The villa was found by archaeologists working at Bovis Homes’ 137-home development site on Box Road.

Drone footage by Tom Arnold of Global TV UK shows the remains of the villa:

A petition, calling for the preservation of the site, was launched at midday today and within three hours it had been signed by 350 people.

Christie Mclean, who created the petition, said residents would like Bovis to modify its plans to allow the villa to be preserved.

She said: "So many people care about this and having a hub where we can collect signatures and keep track of how many people this matters to is really important."

To sign the petition visit:

TV archaeologist, Professor Mark Horton, who lives in Wotton under Edge, is also trying to rally public support to protect the land.

He said: “Bovis must be persuaded to redesign the development to avoid the villa bathhouse.

"This is actually a very important discovery. It's a major find, not just for Cam and Dursley, but for Gloucestershire too.

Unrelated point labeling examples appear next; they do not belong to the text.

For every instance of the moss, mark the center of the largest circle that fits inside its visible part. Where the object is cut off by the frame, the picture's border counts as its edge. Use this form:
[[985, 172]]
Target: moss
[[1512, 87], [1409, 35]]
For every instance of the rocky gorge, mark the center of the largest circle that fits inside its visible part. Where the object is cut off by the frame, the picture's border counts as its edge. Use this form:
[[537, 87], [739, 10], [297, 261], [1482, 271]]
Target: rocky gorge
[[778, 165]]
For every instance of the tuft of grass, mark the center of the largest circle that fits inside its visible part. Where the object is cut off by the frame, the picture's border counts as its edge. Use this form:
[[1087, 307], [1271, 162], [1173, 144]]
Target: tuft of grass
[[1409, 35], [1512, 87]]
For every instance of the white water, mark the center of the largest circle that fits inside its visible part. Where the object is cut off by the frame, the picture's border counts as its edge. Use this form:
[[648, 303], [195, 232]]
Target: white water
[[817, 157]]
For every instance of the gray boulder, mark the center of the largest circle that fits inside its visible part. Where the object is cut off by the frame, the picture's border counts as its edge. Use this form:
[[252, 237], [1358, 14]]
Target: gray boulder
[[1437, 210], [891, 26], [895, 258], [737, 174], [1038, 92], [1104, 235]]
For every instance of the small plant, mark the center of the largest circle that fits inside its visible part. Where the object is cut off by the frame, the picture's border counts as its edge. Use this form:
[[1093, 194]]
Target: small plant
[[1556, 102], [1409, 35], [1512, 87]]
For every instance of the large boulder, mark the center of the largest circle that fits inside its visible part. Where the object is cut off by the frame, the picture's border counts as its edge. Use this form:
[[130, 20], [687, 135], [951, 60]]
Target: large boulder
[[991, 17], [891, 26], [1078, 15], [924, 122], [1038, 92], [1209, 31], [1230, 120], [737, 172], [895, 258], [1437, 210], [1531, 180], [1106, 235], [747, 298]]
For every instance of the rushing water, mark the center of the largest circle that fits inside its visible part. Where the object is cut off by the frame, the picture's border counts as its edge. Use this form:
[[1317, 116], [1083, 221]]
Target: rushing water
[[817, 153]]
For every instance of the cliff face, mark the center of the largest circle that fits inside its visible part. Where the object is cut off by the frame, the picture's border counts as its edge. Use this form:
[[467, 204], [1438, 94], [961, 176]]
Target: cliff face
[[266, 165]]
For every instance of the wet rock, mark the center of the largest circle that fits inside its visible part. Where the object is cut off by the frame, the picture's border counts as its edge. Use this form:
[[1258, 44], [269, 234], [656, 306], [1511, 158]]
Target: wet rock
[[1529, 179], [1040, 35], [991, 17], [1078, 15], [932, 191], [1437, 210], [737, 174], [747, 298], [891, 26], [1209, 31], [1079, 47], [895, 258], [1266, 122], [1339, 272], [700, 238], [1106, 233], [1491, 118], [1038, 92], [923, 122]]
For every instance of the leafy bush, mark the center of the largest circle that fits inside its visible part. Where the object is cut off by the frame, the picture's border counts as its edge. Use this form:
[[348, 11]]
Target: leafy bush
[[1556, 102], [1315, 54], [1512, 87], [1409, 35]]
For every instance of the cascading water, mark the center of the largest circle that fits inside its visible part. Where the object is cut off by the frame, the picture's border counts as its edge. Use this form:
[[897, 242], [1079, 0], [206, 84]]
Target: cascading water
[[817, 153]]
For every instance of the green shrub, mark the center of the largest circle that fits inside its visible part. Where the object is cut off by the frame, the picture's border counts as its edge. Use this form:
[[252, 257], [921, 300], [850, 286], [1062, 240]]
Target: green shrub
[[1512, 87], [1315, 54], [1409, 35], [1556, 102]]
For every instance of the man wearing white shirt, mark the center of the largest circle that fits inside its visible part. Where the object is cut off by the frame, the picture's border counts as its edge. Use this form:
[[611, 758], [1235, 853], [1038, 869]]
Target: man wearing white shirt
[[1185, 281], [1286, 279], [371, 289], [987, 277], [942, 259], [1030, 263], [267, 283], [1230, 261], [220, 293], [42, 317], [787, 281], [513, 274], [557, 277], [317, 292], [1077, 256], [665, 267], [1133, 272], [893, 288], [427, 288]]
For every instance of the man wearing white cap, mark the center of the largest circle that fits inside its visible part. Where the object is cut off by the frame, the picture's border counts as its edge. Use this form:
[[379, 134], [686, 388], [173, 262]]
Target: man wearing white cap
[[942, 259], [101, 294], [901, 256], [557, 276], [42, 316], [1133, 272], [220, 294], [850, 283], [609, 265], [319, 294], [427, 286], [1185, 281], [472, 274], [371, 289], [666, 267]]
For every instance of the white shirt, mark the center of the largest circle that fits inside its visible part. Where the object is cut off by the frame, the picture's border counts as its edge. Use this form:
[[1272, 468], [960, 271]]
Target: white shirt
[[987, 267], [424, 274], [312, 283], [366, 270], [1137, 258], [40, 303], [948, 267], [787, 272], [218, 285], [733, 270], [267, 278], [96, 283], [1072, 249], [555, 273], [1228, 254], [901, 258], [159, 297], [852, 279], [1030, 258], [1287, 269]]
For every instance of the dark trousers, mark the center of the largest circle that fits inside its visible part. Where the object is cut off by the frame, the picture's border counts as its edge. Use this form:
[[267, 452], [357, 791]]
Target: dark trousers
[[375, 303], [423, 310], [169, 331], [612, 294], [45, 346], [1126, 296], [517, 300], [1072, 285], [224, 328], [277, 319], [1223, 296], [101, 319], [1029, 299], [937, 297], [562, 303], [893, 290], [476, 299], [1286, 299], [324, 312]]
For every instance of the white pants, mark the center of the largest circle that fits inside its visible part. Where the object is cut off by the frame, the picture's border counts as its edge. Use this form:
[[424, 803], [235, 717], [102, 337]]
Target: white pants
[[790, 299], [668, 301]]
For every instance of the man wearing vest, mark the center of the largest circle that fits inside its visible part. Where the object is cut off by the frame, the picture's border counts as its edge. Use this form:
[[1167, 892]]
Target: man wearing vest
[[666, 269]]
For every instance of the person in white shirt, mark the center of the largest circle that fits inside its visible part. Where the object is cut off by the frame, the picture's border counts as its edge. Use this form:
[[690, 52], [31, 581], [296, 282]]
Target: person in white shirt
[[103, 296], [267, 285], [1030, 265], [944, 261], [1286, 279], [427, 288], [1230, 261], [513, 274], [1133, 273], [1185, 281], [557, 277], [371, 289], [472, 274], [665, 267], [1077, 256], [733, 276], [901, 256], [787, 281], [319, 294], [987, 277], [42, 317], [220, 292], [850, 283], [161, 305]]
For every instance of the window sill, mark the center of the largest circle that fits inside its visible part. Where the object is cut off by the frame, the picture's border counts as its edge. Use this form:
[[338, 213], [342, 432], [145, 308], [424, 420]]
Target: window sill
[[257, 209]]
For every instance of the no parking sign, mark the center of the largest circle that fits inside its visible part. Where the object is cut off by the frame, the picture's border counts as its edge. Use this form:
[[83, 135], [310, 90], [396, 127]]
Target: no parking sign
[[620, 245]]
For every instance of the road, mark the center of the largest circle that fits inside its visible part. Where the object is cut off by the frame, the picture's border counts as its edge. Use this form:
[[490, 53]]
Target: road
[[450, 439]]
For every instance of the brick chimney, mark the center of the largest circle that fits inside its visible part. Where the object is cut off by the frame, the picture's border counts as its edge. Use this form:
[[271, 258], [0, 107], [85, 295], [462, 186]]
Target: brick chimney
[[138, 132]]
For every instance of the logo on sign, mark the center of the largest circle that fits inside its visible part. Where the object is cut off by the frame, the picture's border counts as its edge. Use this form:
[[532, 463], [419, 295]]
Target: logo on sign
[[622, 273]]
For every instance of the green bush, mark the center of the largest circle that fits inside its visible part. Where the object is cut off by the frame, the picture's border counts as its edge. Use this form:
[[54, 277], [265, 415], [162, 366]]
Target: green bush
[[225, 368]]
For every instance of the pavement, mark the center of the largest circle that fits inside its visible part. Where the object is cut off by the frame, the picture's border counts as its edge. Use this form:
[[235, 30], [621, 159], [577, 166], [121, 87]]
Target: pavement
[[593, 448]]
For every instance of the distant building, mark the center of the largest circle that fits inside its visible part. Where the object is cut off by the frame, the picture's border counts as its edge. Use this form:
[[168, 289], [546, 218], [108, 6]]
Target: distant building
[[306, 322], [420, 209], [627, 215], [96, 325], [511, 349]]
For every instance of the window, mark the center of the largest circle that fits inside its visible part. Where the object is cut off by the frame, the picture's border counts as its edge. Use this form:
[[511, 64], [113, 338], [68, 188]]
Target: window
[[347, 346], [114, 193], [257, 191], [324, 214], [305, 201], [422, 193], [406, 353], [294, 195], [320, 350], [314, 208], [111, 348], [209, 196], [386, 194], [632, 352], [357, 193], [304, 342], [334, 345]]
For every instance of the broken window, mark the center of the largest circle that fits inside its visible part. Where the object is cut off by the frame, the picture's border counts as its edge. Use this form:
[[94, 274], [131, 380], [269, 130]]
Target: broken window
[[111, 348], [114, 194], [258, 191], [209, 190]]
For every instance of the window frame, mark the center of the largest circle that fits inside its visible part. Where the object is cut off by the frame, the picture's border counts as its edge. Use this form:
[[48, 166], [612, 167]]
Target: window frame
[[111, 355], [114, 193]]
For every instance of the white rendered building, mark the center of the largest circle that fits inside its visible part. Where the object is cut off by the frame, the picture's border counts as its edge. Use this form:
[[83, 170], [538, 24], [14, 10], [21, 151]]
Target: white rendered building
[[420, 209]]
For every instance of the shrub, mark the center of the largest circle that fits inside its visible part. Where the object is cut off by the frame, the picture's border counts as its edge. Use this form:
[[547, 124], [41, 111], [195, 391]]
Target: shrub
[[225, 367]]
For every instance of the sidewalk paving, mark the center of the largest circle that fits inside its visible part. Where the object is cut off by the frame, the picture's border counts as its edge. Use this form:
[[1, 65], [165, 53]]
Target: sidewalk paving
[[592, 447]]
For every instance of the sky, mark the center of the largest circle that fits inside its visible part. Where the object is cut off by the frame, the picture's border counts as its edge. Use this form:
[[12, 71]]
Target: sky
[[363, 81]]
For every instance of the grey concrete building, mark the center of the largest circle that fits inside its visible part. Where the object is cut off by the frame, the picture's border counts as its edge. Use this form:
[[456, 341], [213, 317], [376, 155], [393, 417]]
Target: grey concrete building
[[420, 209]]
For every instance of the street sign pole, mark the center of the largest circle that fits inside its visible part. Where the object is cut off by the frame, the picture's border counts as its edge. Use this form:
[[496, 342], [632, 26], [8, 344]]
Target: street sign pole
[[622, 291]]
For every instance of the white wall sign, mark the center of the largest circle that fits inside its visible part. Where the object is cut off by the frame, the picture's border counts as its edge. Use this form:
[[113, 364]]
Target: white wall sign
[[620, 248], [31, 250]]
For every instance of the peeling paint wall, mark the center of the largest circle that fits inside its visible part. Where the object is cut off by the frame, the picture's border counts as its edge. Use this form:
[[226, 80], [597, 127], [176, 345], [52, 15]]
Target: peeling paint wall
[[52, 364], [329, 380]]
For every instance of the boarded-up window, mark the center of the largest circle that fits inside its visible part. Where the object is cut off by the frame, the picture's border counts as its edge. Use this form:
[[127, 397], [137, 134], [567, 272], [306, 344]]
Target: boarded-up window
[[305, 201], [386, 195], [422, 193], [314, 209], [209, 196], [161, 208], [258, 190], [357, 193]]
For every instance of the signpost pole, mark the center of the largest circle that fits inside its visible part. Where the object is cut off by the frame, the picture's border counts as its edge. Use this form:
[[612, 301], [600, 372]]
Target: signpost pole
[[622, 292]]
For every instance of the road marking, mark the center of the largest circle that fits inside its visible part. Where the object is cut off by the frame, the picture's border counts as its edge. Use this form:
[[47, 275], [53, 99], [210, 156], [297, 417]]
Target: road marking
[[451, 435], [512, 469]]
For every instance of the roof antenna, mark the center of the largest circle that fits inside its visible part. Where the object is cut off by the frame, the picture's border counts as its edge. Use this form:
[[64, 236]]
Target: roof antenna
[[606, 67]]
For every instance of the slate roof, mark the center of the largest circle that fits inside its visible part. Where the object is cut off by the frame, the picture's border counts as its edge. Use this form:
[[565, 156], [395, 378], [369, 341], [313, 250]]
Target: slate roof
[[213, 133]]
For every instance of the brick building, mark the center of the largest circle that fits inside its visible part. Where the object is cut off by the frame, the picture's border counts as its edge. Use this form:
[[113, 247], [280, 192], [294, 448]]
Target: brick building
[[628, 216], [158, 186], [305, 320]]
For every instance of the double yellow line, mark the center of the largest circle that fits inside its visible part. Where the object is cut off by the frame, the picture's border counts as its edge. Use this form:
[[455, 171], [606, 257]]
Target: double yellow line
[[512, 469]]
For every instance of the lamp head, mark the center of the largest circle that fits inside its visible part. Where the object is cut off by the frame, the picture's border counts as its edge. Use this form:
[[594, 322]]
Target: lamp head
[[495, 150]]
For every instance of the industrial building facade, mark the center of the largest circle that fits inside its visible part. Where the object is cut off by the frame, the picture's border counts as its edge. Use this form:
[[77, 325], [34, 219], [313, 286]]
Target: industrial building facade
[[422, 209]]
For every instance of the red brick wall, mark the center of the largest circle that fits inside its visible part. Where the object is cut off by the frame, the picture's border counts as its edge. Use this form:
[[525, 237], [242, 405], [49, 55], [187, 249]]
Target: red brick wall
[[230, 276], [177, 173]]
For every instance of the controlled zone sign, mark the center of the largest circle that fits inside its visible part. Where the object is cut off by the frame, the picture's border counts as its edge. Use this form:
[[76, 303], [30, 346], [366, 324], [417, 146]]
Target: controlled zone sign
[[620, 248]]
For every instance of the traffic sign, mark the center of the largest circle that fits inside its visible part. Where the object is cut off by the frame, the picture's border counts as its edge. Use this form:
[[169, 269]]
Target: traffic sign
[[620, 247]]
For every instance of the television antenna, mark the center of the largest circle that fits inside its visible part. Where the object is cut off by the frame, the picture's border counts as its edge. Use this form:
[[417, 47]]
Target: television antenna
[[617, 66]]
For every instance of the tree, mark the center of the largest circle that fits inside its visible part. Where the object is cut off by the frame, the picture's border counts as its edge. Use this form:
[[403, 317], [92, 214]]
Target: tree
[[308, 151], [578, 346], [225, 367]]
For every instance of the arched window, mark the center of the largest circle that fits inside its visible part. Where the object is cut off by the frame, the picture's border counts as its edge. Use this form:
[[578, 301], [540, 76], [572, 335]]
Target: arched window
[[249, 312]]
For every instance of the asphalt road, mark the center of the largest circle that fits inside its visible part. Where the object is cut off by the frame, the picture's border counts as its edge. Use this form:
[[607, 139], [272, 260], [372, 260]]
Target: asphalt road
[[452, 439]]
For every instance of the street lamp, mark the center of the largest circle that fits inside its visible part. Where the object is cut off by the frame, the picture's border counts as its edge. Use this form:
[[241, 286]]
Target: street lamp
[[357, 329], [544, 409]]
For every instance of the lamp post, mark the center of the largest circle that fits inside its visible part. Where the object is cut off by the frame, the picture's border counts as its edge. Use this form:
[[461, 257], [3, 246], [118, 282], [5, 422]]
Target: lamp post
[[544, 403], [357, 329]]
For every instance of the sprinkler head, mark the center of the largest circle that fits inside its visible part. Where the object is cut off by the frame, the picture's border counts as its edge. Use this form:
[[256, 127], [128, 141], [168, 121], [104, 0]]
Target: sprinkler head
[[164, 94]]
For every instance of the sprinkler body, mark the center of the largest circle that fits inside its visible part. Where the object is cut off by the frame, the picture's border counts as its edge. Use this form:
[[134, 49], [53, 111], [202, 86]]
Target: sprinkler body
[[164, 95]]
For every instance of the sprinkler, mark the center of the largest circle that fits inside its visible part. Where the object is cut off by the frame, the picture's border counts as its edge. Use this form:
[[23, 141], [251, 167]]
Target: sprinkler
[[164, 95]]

"While villas are quite common in these parts, the preservation is exceptional.

"There's a fabulously preserved hypocaust system and there's lots of interesting rooms, not yet fully excavated.

"The walls are a foot high and they may go down a lot deeper too.

"It's absolutely clear to me that this should be preserved and Bovis has to show some social responsibility.

"Local community interest and action is critical if this site is going to be saved.

"There is absolutely no reason why it can't be, with a little sensible redesign."

Thames Valley Archaeological Services Ltd are currently working at the site.

The firm posted on its website: "During recent excavations at Cam a high status Roman villa was uncovered.

"The villa has the remains of a hypocaust system and wall plaster from a bathhouse."

However, Bovis Homes said in a statement that archaeologists who examined the villa have told them it "does not qualify for preservation".

A spokesman for Bovis Homes said: "Archaeological investigations are a key part of new-build developments and we are proud to fund this work to find out more about Cam’s history as we build for the future.  

"The archaeologists carrying out this work report back to the county council and regularly update us and Stroud District Council on progress, recording and removing artefacts, and detailing the finds they make.

"It is not unusual to uncover foundations or remnants of buildings during this work and they have confirmed that this structure does not qualify for preservation, but we will encourage them to share their findings with the local community once the work is complete."

A spokeswoman for Stroud District Council, which granted the original planning application, has said members of the council plan to meet with Bovis to "discuss if the development can be amended".

She said: “We have re-engaged with the developer and plan to meet them and other interested parties to see what has been found, and discuss if the development can be amended.

"During the planning process expert advice was sought from Gloucestershire County Council on archaeology, and we are talking to them, the developer and councillors as a result of the finds made on site.”